Background: It has been reported that activation of glutamate kainate receptor subunit 2 (GluK2) subunit-containing glutamate receptors and the following Fas ligand(FasL) up-regulation, caspase-3 activation, result in delayed apoptosis-like neuronal death in hippocampus CA1 subfield after cerebral ischemia and reperfusion. Nitric oxide-mediated S-nitrosylation might inhibit the procaspase activation, whereas denitrosylation might contribute to cleavage and activation of procaspases. Objectives: The study aimed to elucidate the molecular mechanisms underlying procaspase-3 denitrosylation and activation following kainic acid (KA)-induced excitotoxicity in rat hippocampus. Methods: S-nitrosylation of procaspase-3 was detected by biotin-switch method. Activation of procaspase-3 was shown as cleavage of procaspase-3 detected by immunoblotting. FasL expression was detected by immunoblotting. Cresyl violets and TdT-mediated dUTP Nick-End Labeling (TUNEL) staining were used to detect apoptosis-like neuronal death in rat hippocampal CA1 and CA3 subfields. Results: KA led to the activation of procaspase-3 in a dose- and time-dependent manner, and the activation was inhibited by KA receptor antagonist NS102. Procaspase-3 was denitrosylated at 3 h after kainic acid administration, and the denitrosylation was reversed by SNP and GSNO. FasL ASODNs inhibited the procaspase-3 denitrosylation and activation. Moreover, thioredoxin reductase (TrxR) inhibitor auranofin prevented the denitrosylation and activation of procaspase-3 in rat hippocampal CA1 and CA3 subfields.
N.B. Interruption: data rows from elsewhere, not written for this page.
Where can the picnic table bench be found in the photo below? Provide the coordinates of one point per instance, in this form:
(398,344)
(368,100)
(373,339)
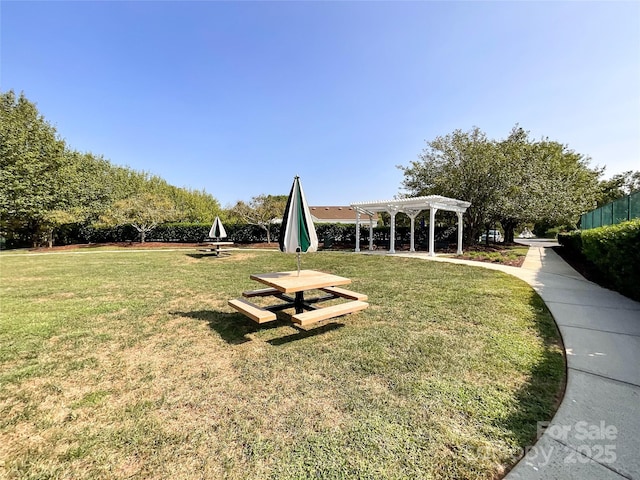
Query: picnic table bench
(214,247)
(282,284)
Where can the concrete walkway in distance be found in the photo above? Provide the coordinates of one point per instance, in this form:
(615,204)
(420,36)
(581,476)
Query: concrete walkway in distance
(595,434)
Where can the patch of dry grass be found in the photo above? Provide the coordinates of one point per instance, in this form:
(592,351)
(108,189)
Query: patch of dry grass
(131,365)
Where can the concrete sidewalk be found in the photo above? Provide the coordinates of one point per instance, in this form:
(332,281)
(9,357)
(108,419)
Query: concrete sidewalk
(595,433)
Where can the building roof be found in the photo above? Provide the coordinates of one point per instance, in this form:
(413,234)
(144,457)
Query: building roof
(335,214)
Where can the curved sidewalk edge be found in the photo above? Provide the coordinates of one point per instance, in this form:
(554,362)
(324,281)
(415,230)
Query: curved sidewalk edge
(595,434)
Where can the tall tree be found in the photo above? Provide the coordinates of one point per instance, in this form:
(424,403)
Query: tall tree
(31,160)
(618,186)
(143,211)
(512,181)
(262,211)
(462,165)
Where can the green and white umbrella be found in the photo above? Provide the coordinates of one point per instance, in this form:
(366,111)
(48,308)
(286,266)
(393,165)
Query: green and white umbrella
(297,232)
(217,229)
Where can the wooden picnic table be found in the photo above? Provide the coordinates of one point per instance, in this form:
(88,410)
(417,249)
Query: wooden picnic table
(214,247)
(281,284)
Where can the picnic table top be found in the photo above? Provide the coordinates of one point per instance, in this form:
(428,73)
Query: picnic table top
(290,282)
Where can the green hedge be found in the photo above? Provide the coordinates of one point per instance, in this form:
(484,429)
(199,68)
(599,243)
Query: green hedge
(333,233)
(614,250)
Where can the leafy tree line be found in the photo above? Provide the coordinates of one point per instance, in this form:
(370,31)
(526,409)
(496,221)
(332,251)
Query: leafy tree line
(513,181)
(44,184)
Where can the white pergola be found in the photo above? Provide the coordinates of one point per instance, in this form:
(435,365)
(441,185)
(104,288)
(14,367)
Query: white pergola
(410,207)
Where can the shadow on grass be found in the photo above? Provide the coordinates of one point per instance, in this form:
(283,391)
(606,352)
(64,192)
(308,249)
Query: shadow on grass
(234,328)
(302,333)
(540,398)
(203,255)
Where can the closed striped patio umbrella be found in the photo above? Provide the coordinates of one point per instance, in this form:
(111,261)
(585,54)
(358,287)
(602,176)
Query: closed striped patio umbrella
(297,232)
(217,229)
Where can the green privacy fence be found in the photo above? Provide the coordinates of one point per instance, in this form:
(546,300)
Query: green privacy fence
(620,210)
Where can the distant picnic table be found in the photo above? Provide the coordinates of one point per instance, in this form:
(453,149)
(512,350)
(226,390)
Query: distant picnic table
(216,248)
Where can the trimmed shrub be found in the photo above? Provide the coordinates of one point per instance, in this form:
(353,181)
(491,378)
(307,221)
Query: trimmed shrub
(615,250)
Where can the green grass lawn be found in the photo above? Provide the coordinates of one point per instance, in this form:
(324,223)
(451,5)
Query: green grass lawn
(131,365)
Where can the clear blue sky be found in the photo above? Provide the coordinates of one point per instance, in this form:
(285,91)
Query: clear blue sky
(238,97)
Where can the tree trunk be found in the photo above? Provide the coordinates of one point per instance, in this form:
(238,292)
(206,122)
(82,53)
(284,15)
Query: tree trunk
(509,228)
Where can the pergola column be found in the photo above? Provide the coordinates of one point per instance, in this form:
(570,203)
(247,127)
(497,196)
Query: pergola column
(392,240)
(412,214)
(432,230)
(370,233)
(357,230)
(459,232)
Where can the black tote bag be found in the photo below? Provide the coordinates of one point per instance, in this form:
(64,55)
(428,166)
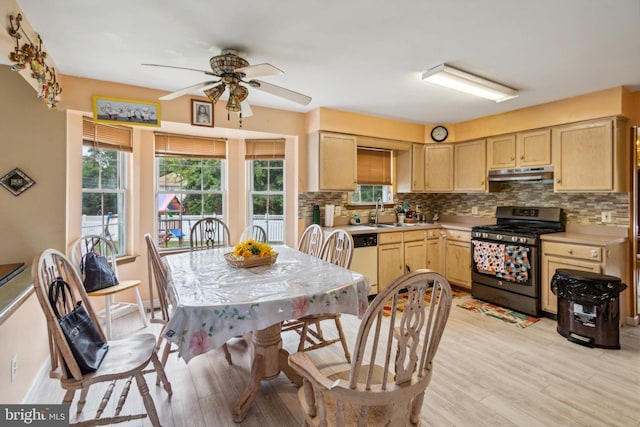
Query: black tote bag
(97,272)
(84,339)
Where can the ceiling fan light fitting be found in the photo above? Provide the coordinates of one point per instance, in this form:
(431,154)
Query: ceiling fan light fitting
(215,92)
(462,81)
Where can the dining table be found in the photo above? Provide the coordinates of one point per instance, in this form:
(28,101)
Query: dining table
(214,300)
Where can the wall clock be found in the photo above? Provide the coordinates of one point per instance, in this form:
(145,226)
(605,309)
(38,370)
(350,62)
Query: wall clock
(439,133)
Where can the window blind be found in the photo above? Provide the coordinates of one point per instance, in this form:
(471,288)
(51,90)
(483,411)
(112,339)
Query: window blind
(264,149)
(102,135)
(374,166)
(174,145)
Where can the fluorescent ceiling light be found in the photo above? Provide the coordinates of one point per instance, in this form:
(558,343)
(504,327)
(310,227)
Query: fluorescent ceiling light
(453,78)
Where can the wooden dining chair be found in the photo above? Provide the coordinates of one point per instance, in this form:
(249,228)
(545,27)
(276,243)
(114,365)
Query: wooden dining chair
(338,250)
(311,240)
(105,247)
(125,360)
(254,232)
(160,279)
(385,384)
(209,233)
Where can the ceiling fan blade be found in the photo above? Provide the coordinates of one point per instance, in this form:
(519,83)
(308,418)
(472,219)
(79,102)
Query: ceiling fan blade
(176,94)
(259,70)
(246,109)
(282,92)
(181,68)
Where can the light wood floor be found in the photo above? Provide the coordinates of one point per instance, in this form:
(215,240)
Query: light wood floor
(486,373)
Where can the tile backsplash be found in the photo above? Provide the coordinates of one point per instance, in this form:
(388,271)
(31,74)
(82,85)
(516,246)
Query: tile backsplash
(578,208)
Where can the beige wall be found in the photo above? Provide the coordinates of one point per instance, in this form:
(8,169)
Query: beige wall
(33,139)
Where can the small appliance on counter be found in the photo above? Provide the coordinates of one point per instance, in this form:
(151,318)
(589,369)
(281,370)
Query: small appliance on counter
(329,212)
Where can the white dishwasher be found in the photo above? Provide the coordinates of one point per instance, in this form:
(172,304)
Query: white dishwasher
(365,258)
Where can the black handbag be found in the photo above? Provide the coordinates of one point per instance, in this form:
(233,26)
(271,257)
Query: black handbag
(97,272)
(84,339)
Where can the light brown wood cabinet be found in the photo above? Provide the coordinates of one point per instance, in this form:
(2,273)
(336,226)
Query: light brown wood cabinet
(390,258)
(457,257)
(470,166)
(524,149)
(332,162)
(590,156)
(398,253)
(415,250)
(438,168)
(597,258)
(410,169)
(434,250)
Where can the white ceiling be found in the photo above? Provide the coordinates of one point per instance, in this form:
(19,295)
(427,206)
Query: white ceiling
(364,56)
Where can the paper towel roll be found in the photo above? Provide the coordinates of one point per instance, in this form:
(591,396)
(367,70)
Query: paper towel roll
(329,211)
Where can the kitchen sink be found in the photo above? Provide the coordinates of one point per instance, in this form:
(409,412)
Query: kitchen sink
(398,224)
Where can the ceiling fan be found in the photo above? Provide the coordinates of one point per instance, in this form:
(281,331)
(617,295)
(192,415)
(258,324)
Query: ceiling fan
(231,70)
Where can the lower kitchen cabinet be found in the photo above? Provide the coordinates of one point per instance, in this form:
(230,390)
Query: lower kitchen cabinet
(415,250)
(599,258)
(458,258)
(390,258)
(434,250)
(400,252)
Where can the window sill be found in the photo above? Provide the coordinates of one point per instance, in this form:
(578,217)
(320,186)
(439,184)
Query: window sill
(126,259)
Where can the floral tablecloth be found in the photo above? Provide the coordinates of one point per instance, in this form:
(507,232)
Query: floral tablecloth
(213,301)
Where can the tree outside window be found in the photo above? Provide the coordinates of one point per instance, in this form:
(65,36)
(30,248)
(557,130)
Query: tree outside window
(189,189)
(266,197)
(104,194)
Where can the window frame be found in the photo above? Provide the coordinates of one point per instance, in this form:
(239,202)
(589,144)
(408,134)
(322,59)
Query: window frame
(121,191)
(183,242)
(251,192)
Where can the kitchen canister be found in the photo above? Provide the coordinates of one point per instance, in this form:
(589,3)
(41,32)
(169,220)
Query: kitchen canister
(329,211)
(316,214)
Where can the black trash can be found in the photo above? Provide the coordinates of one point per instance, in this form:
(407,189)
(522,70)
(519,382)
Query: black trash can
(588,307)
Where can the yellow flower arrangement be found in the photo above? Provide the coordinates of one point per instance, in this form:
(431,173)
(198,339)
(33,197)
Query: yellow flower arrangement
(250,248)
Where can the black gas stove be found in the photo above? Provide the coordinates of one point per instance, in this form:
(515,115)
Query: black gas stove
(506,256)
(520,225)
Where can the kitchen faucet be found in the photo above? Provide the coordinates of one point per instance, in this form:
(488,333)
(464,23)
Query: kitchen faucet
(381,208)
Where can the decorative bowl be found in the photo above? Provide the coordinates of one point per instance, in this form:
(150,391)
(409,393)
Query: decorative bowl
(247,262)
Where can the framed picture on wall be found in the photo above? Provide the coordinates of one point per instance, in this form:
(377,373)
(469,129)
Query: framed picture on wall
(201,113)
(126,111)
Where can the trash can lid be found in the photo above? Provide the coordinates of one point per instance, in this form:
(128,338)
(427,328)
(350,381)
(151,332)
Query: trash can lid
(587,276)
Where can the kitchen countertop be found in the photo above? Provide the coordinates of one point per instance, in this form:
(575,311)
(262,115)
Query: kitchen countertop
(365,228)
(586,234)
(14,293)
(583,238)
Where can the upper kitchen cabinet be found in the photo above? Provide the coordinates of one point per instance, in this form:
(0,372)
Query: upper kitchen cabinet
(525,149)
(410,169)
(332,162)
(590,156)
(438,168)
(470,166)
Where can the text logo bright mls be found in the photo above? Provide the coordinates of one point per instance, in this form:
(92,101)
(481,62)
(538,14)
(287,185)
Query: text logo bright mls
(35,415)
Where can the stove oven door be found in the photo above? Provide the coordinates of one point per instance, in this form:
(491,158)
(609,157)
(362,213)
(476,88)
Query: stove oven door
(506,275)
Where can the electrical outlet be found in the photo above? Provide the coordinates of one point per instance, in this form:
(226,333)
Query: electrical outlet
(14,367)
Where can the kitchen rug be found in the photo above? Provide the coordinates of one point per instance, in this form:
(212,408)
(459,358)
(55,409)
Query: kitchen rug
(516,318)
(386,311)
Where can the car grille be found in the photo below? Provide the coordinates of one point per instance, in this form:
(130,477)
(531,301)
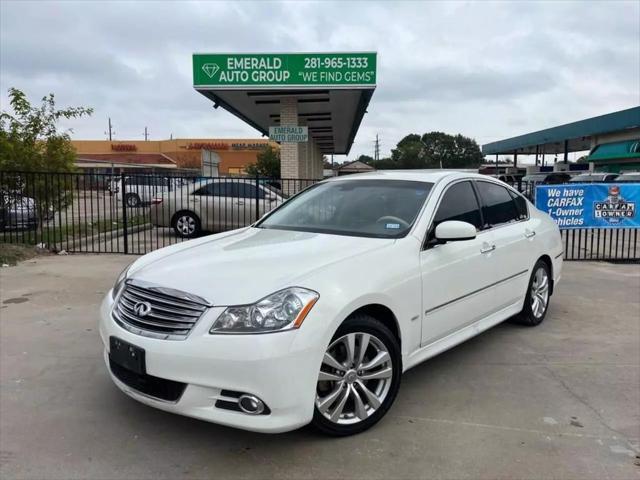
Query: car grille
(158,312)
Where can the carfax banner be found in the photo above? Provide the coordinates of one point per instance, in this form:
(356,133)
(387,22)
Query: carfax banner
(591,205)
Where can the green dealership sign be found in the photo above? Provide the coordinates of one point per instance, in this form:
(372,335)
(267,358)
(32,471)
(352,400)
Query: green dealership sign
(286,69)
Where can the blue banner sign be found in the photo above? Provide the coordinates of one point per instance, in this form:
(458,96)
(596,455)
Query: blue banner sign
(591,205)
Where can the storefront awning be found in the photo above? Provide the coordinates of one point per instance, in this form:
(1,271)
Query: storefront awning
(332,90)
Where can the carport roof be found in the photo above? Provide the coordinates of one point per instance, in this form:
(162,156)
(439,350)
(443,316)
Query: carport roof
(577,134)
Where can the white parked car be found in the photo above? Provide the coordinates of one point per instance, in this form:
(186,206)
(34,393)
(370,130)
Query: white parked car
(313,313)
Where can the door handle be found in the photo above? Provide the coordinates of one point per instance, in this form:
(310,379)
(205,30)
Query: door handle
(487,248)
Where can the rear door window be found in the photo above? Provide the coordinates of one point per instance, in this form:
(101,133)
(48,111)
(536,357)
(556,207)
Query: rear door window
(218,189)
(521,205)
(498,207)
(247,190)
(459,202)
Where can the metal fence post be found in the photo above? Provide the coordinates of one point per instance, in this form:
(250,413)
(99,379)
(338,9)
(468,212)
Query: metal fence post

NS102, FasL AS-ODNs, and auranofin reversed the KAinduced apoptosis and cell death in hippocampal CA1 and CA3 subfields. Conclusions: KA led to denitrosylation and activation of procaspase-3 via FasL and TrxR. Inhibition of procaspase-3 denitrosylation by auranofin, SNP, and GSNO played protective effects against KA-induced apoptosis-like neuronal death in rat hippocampal CA1 and CA3 subfields. These investigations revealed that the procaspase-3 undergoes an initial denitrosylation process before becoming activated, providing valuable insights into the underlying mechanisms and possible treatment of excitotoxicity.

中文翻译：

---

KA 诱导的兴奋性毒性中 Procaspase-3 的激活和去亚硝基化

背景：据报道，含有谷氨酸受体的谷氨酸红藻氨酸受体亚基2（GluK2）亚基的激活和随后的Fas配体（FasL）的上调，caspase-3的激活，导致海马CA1中延迟的细胞凋亡样神经元死亡脑缺血再灌注后的亚场。一氧化氮介导的 S-亚硝基化可能会抑制 caspase 前体的激活，而去亚硝基化可能有助于 caspase 前体的裂解和激活。目的：本研究旨在阐明红藻氨酸 (KA) 诱导大鼠海马兴奋性毒性后 procaspase-3 去亚硝基化和激活的分子机制。方法：采用生物素开关法检测procaspase-3的S-亚硝基化。通过免疫印迹检测到 procaspase-3 的裂解，表明 procaspase-3 的激活。通过免疫印迹法检测FasL表达。使用甲酚紫和 TdT 介导的 dUTP 缺口末端标记 (TUNEL) 染色来检测大鼠海马 CA1 和 CA3 亚区中的细胞凋亡样神经元死亡。结果：KA以剂量和时间依赖性方式导致procaspase-3的激活，并且该激活被KA受体拮抗剂NS102抑制。Procaspase-3在红藻氨酸给药后3小时被去亚硝基化，并且该去亚硝基化被SNP和GSNO逆转。FasL ASODN 抑制 procaspase-3 去亚硝基化和激活。此外，硫氧还蛋白还原酶 (TrxR) 抑制剂金诺芬可阻止大鼠海马 CA1 和 CA3 亚区中 procaspase-3 的脱硝基化和激活。NS102、FasL AS-ODN 和金诺芬逆转了 KA 诱导的海马 CA1 和 CA3 亚区细胞凋亡和细胞死亡。结论：KA 通过 FasL 和 TrxR 导致 procaspase-3 的去亚硝基化和激活。金诺芬、SNP 和 GSNO 抑制 procaspase-3 去亚硝基化对大鼠海马 CA1 和 CA3 亚区中 KA 诱导的细胞凋亡样神经元死亡具有保护作用。这些研究表明，procaspase-3 在被激活之前经历了一个初始的去亚硝基化过程，为了解兴奋性毒性的潜在机制和可能的治疗提供了有价值的见解。